Manuel Franke – Achat
Von Anja Schürmann
»Das Auf und Ab der Farbe« (Daniel Buren)
Zwei Flüsse ziehen sich durch die U-Bahn-Station am Graf-Adolf-Platz.
Von Westen und von Osten kommend münden sie unterirdisch nach rund 1000
Quadratmetern Fläche im Süden. Die Flüsse sind nicht blau, sie sind
lila, fast grau, ihr Flussbett leuchtend grün. Achat, so nennt Franke
seine Station, kann so nicht aussehen. Achate, die unter oxidierenden
Bedingungen entstehen, sind in der Regel nicht grün.
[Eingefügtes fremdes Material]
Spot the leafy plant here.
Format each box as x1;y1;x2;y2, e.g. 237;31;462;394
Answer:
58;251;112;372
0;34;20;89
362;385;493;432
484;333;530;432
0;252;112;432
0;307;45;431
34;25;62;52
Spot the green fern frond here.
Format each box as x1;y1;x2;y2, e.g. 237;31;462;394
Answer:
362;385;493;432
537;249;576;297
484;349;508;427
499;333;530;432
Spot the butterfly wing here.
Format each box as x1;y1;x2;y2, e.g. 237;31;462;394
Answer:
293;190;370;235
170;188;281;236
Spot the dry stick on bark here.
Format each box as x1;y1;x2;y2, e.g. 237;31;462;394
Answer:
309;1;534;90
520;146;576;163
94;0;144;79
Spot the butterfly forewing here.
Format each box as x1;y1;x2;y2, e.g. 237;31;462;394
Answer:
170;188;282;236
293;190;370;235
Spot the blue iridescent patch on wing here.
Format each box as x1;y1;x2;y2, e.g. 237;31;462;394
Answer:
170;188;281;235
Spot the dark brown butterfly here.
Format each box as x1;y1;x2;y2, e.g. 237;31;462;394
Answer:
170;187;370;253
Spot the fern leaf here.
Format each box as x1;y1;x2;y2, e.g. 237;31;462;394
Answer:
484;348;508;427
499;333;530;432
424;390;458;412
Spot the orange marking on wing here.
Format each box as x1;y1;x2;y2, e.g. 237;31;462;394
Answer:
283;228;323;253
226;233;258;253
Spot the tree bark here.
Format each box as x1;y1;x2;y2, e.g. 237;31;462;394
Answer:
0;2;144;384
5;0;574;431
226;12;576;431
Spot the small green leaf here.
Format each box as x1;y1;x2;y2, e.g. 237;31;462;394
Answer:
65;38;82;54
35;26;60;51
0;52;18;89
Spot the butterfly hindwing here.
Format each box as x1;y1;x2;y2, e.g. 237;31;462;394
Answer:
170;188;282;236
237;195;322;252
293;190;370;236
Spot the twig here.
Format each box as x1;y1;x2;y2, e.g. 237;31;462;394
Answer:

Aber violett:
Franke hat zwei Glasschichten im Siebdruckverfahren lila und grün
bedruckt, um dann das grüne, obere Glas zu manipulieren: Auf 170 Platten
hat er das Grün weggenommen, mit Lappen, Schwämmen, Spachteln und
Spritzen bearbeitet, mit Lösungsmitteln und Luft, um die
charakteristische Wellenform und unregelmäßige Struktur eines Achats zu
erhalten.
Dabei ist nicht nur bemerkenswert, wie akkurat Franke die Übergänge und
Verläufe im Vorfeld skizziert haben muss, sondern auch die
Detailgenauigkeit der Ausführung: Denn der gräulich-lilafarbene Strom
zeugt von den Spuren seiner Bearbeitung, er gibt seine Gemachtheit frei
und lässt an einigen Stellen erahnen, wie die Glasscheibe vom Künstler
behandelt wurde.
Die Zweischaligkeit wiederum gibt dem ›Stein‹ Tiefe:
Konturen und Schatten lassen die Struktur ständig zwischen spiegelnder,
leuchtendgrüner Künstlichkeit und realem Gesteinseindruck pendeln, wobei
die Wände den Blick nicht in eine präzise Richtung lenken, sondern ihn
in ein harmonisches, sehr dekoratives Spiel aus Fläche und Grund
versenken.
Immer schon wollte der Mensch Erdanatomie betreiben, ins
Innere der Erde. Auch der Bildhauer Manuel Franke scheint niemand zu
sein, der die Welt als Weinberg begreift, lieber als Steinbruch: Nicht
nur Werktitel wie malachit legen davon Zeugnis ab, auch seine
künstlerische Vorgehensweise, die immer wieder Räume infrage stellt,
verändert, materiell auslöst oder mit großer Geste stört, wie in einer
riesigen orangen Wand 1999 in Esslingen. Lila und Grün, diese
Farbkombination haben Manuel Franke und Leni Hoffmann erneut 2014 im
Malkasten aufgegriffen. Eine Rezension nannte sie damals „dekorativ und
drüber zugleich“ und tatsächlich bilden Lila und Grün in der Farbtheorie
von Harald Küppers einen Komplementärkontrast.
Wenn man sich allerdings
fragt, was das Skulpturale an Frankes Gestaltung sei, muss man
begreifen, dass Plastik und Skulptur als Begriffe keine Synonyme sind.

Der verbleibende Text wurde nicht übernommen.